Please join us in supporting the campaign for a #CareIncomeNow.
During the COVID-19 crisis sex workers in the UK have been left without an income and deprived of the support many other waged workers are entitled to. When we have raised our demands for emergency cash help and worker status, we’ve been disparaged and dismissed. We’ve even been told by some to get a “decent job”. Compare this to the response in Thailand where sex workers are able to access some state support.
Most sex workers are mothers working to support families. Hundreds of thousands of people throughout the UK depend on the income that sex workers provide for their very survival. Like other mothers, we get no credit for bringing children into the world and raising them. And we get no credit for the bravery and creativity needed to find a way to survive in a society that is pitted against us.
A care income would make our caring work and us as carers visible.

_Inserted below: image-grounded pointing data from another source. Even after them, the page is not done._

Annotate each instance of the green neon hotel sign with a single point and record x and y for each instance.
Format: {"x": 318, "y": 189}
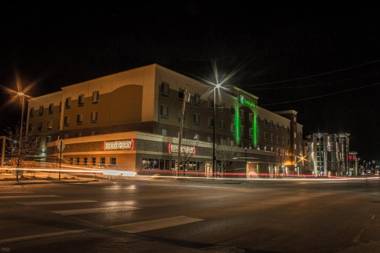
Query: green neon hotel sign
{"x": 243, "y": 101}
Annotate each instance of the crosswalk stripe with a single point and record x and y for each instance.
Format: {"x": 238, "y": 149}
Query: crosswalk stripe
{"x": 95, "y": 210}
{"x": 27, "y": 196}
{"x": 56, "y": 202}
{"x": 156, "y": 224}
{"x": 38, "y": 236}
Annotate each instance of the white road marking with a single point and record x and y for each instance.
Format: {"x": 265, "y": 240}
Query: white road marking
{"x": 95, "y": 210}
{"x": 38, "y": 236}
{"x": 27, "y": 196}
{"x": 56, "y": 202}
{"x": 156, "y": 224}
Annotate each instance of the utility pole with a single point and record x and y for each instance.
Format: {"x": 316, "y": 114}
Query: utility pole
{"x": 185, "y": 100}
{"x": 214, "y": 135}
{"x": 20, "y": 137}
{"x": 3, "y": 151}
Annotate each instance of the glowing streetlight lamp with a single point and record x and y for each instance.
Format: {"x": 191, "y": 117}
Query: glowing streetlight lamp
{"x": 20, "y": 93}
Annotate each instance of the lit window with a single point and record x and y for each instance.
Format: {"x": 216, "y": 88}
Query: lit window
{"x": 51, "y": 109}
{"x": 181, "y": 94}
{"x": 210, "y": 122}
{"x": 222, "y": 124}
{"x": 50, "y": 124}
{"x": 196, "y": 99}
{"x": 211, "y": 103}
{"x": 81, "y": 100}
{"x": 79, "y": 118}
{"x": 95, "y": 97}
{"x": 94, "y": 117}
{"x": 102, "y": 161}
{"x": 66, "y": 121}
{"x": 164, "y": 111}
{"x": 68, "y": 103}
{"x": 196, "y": 118}
{"x": 41, "y": 110}
{"x": 164, "y": 89}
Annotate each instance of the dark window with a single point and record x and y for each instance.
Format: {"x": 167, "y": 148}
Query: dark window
{"x": 95, "y": 97}
{"x": 164, "y": 89}
{"x": 81, "y": 100}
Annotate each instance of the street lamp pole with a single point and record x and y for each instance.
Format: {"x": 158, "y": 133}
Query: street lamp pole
{"x": 214, "y": 135}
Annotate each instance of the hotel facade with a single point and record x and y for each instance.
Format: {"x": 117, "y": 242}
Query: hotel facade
{"x": 130, "y": 120}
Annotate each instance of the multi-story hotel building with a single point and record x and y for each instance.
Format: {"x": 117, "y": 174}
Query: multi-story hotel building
{"x": 328, "y": 153}
{"x": 130, "y": 120}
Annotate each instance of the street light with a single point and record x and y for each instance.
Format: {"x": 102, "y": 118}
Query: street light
{"x": 20, "y": 93}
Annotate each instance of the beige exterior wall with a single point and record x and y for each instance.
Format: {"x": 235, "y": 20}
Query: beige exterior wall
{"x": 121, "y": 98}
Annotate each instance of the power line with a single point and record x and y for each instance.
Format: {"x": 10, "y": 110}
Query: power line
{"x": 324, "y": 95}
{"x": 317, "y": 75}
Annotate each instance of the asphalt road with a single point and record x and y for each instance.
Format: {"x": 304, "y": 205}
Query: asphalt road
{"x": 185, "y": 216}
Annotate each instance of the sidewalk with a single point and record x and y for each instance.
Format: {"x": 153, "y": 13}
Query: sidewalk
{"x": 44, "y": 178}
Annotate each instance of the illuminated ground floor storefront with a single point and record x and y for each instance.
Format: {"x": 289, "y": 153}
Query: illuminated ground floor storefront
{"x": 148, "y": 153}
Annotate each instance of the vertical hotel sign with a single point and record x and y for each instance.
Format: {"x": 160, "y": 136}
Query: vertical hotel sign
{"x": 119, "y": 145}
{"x": 173, "y": 148}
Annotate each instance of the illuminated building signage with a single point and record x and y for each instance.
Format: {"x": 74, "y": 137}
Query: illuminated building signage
{"x": 173, "y": 148}
{"x": 251, "y": 104}
{"x": 118, "y": 145}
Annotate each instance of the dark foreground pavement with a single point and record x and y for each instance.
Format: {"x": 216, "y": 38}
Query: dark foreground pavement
{"x": 184, "y": 216}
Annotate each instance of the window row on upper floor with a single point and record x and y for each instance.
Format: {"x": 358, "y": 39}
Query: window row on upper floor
{"x": 68, "y": 104}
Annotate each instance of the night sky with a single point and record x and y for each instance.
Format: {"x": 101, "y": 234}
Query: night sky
{"x": 323, "y": 64}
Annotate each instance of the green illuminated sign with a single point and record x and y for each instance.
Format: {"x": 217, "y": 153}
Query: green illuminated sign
{"x": 243, "y": 101}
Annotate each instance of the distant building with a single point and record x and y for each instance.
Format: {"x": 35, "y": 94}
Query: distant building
{"x": 130, "y": 120}
{"x": 327, "y": 154}
{"x": 353, "y": 163}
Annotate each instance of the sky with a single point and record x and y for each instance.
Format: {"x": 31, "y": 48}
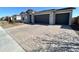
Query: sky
{"x": 9, "y": 11}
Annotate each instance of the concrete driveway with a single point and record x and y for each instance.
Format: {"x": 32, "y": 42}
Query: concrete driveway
{"x": 45, "y": 38}
{"x": 7, "y": 44}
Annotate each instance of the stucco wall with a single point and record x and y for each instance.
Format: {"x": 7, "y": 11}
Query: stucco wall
{"x": 52, "y": 15}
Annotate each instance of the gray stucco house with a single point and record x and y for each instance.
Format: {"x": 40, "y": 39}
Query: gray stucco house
{"x": 53, "y": 16}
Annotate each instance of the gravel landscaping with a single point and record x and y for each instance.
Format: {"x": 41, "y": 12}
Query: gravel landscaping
{"x": 52, "y": 38}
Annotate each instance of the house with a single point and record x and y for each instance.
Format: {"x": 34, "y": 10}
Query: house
{"x": 25, "y": 17}
{"x": 16, "y": 17}
{"x": 53, "y": 16}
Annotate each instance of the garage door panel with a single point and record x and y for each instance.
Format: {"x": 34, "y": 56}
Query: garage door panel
{"x": 42, "y": 19}
{"x": 62, "y": 19}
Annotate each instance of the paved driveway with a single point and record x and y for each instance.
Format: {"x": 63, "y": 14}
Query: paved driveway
{"x": 7, "y": 44}
{"x": 45, "y": 38}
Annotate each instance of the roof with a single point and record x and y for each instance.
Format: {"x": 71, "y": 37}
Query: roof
{"x": 58, "y": 9}
{"x": 66, "y": 8}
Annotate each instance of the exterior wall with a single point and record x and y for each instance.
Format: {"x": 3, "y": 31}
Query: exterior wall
{"x": 52, "y": 15}
{"x": 32, "y": 18}
{"x": 46, "y": 12}
{"x": 18, "y": 17}
{"x": 26, "y": 19}
{"x": 64, "y": 11}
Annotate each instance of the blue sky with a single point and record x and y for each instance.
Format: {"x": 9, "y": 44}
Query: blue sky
{"x": 8, "y": 11}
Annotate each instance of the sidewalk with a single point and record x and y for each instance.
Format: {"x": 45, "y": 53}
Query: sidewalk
{"x": 7, "y": 44}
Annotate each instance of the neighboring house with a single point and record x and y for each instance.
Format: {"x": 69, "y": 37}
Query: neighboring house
{"x": 53, "y": 16}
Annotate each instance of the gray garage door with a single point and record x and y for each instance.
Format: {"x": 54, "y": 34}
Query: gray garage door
{"x": 62, "y": 19}
{"x": 42, "y": 19}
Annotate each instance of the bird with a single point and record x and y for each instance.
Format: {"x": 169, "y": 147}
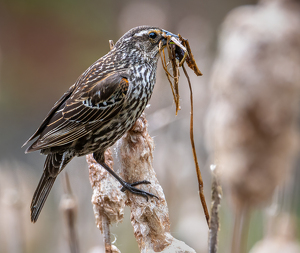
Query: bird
{"x": 97, "y": 110}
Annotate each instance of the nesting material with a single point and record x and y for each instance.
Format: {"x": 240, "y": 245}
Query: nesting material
{"x": 252, "y": 122}
{"x": 150, "y": 219}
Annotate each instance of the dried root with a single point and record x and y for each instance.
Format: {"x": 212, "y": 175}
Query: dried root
{"x": 179, "y": 51}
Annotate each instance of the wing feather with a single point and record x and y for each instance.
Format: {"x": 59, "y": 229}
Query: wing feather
{"x": 82, "y": 112}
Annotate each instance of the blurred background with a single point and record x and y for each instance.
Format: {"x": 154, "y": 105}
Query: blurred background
{"x": 44, "y": 47}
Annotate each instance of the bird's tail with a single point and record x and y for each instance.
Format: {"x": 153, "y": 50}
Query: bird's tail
{"x": 54, "y": 164}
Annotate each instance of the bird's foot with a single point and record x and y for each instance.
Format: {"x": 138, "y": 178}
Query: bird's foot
{"x": 132, "y": 189}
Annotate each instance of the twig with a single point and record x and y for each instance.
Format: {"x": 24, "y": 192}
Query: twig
{"x": 214, "y": 216}
{"x": 200, "y": 180}
{"x": 68, "y": 206}
{"x": 150, "y": 219}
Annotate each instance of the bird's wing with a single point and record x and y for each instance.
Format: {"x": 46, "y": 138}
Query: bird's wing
{"x": 52, "y": 112}
{"x": 89, "y": 105}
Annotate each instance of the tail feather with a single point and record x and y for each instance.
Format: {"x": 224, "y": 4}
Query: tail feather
{"x": 54, "y": 164}
{"x": 40, "y": 195}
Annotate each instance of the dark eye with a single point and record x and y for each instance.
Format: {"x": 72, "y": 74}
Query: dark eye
{"x": 152, "y": 35}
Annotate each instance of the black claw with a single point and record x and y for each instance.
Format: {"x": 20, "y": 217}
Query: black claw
{"x": 132, "y": 189}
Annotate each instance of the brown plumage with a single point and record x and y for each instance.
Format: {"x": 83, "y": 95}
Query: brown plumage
{"x": 98, "y": 109}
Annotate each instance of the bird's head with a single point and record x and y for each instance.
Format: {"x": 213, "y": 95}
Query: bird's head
{"x": 143, "y": 41}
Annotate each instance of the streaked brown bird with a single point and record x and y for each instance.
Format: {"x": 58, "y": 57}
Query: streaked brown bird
{"x": 98, "y": 109}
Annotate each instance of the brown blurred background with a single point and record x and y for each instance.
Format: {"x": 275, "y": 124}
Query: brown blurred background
{"x": 44, "y": 47}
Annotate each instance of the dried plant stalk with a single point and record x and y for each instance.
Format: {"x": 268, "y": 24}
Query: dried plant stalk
{"x": 150, "y": 219}
{"x": 68, "y": 205}
{"x": 177, "y": 56}
{"x": 216, "y": 196}
{"x": 108, "y": 200}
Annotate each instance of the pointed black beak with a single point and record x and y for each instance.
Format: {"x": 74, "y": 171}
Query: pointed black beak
{"x": 170, "y": 34}
{"x": 167, "y": 34}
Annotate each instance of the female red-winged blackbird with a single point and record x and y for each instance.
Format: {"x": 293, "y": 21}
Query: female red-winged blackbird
{"x": 99, "y": 108}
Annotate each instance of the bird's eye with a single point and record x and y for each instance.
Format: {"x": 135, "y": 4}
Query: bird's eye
{"x": 152, "y": 35}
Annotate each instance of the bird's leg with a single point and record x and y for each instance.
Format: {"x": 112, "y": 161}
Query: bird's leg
{"x": 126, "y": 186}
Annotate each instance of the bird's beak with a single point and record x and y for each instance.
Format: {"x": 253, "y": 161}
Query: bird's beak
{"x": 174, "y": 39}
{"x": 167, "y": 34}
{"x": 170, "y": 34}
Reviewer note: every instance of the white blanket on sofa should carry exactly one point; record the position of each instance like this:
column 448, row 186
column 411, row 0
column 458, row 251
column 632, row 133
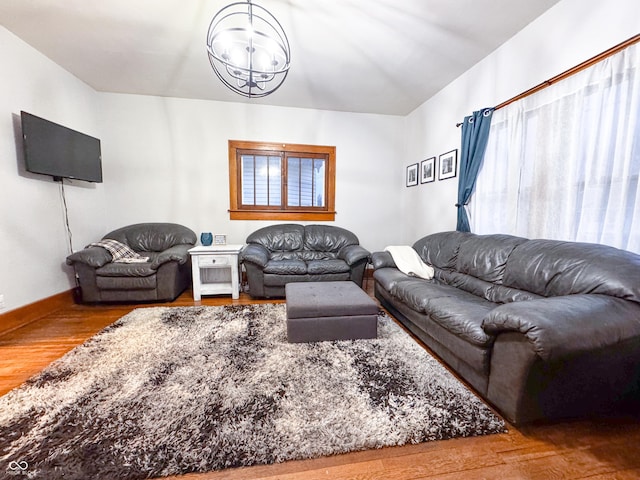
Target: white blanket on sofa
column 409, row 262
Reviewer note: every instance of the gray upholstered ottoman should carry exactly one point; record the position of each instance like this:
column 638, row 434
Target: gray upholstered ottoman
column 318, row 311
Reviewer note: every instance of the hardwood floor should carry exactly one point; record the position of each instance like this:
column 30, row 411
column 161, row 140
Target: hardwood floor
column 596, row 449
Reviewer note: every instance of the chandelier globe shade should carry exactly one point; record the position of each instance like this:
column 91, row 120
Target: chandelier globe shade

It would begin to break down the divisions between sex workers and other women, many of whom have also been forced into precarious and exploitative work by government callousness and rapacious corporations.
A care income would transform the way mothers are treated, including those who feed their children by sex work. It would transform our power to demand what we are entitled to. And of course, if sex workers had money in our hands for the caring work we do, we could refuse exploitative jobs, including in the sex industry.
OPEN LETTER TO GOVERNMENTS –A CARE INCOME NOW!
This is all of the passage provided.